There are risks to municipal bonds and the rating agencies may be relying imprudently on the fact that municipalities have rarely defaulted.

The uncomfortable truth is that as municipal debt grows, the risk mounts that someday it will be politically, economically, and financially worthwhile for borrowers to escape it. When that happens, the protections that lenders supposedly enjoy will be meaningless. Lenders shouldn’t take solace in states’ inability to access federal bankruptcy codes: a state could certainly stop making payments on its debt without formally going into bankruptcy. As for complex financial engineering, a future elected official could convince the public that the “trust” structure that New York uses to issue bonds is a fraud perpetuated by corrupt former officeholders—a deliberate attempt to nullify voters’ right to limit indebtedness—and withhold payments to the trusts and hence to their bondholders. This would mean years in court, and, in the meantime, the bondholders would go unpaid.

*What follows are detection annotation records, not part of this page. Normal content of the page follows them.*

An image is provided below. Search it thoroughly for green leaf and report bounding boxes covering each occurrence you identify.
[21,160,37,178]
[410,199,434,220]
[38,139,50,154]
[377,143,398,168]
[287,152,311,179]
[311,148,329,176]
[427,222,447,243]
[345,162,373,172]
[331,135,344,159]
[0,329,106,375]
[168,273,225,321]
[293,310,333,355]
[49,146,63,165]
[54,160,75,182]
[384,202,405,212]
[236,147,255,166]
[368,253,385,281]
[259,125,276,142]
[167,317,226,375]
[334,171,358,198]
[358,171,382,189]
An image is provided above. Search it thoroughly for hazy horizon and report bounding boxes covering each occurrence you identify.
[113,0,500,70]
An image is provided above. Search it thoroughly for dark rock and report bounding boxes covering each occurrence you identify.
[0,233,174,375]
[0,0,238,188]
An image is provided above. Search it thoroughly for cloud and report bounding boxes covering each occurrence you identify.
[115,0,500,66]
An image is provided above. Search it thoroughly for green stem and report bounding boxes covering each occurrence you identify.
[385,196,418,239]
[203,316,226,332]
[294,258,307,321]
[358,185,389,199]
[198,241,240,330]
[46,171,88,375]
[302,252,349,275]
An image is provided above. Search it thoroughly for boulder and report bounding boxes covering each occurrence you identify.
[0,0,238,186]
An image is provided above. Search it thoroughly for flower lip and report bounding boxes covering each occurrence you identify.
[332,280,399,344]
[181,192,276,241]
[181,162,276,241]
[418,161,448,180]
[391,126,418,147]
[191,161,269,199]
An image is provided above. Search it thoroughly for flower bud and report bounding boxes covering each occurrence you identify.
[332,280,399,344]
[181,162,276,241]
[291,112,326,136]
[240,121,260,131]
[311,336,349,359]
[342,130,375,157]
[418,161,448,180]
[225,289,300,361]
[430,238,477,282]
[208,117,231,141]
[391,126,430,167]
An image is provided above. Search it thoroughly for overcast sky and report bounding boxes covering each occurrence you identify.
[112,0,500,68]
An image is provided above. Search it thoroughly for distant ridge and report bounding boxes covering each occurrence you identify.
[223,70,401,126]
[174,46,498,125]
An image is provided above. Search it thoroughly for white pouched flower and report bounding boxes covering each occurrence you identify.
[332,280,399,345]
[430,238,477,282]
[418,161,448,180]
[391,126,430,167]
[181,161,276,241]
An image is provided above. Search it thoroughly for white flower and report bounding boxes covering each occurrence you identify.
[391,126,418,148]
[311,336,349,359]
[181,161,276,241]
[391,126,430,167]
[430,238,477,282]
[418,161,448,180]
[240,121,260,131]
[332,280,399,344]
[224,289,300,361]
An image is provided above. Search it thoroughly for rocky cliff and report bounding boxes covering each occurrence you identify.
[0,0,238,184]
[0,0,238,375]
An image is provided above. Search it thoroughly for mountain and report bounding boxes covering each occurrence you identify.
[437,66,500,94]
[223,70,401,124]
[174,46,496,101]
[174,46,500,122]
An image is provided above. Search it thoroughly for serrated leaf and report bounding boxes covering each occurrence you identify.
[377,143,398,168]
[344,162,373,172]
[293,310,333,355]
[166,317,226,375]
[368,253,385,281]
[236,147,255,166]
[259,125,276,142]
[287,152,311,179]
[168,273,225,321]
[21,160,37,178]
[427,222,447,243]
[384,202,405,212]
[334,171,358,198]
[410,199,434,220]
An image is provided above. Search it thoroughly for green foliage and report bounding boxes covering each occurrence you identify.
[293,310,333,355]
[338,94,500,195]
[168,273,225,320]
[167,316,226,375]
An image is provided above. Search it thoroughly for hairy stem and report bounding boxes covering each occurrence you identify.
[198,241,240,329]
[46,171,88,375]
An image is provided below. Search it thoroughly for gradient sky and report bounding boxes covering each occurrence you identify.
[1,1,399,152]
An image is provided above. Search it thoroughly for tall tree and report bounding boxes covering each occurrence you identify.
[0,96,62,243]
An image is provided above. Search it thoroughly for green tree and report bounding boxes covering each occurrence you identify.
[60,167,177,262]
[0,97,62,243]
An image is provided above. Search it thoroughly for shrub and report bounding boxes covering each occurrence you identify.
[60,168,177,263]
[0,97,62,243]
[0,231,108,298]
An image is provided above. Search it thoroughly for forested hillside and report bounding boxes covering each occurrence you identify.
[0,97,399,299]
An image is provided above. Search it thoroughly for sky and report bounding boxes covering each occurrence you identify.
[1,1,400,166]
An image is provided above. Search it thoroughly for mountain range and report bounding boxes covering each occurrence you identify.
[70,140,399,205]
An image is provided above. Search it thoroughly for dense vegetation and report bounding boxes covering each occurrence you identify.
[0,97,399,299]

But there’s always Uncle Sam, right?  Maybe not.

In relying on future bailouts, investors are taking a gamble. Consider how thoroughly the public remains fed up with the bailouts of AIG’s creditors, who should have known better than to lend so imprudently. Furthermore, in bailouts where the federal government’s aim has been not to save the financial system but to force a borrower to restructure its obligations, bondholders have fared poorly. When the White House rescued Chrysler and General Motors, it forced bondholders to take bigger losses than union members did, despite bondholders’ higher claim.

A practical limitation on federal bailouts exists, too, and investors would do better not to reach it. Washington cannot guarantee all debt. In March, Moody’s questioned the resilience of America’s AAA credit rating, noting that “preserving debt affordability” at the federal level “will invariably require fiscal adjustments of a magnitude that . . . will test social cohesion.” To get its finances in line, in other words, the United States must already slash spending to such an extent that it will risk the wrath of the targets, likely including public-employee unions and Medicaid recipients. Shouldering the debt burdens of bankrupt states and cities would make the situation even graver. Faced with a choice between preserving “social cohesion” and saving municipal or corporate bondholders, the feds would be likely to pick social cohesion, throwing some creditors out of the bailout boat.

That’s the better scenario, in fact. The worse one is massive inflation, effectively a wholesale repudiation of all government debt.

This is not a signal to panic. Just a suggestion to review carefully the financial condition of the municipality, to not rely heavily on rating agency analysis, and to proceed cautiously and prudently.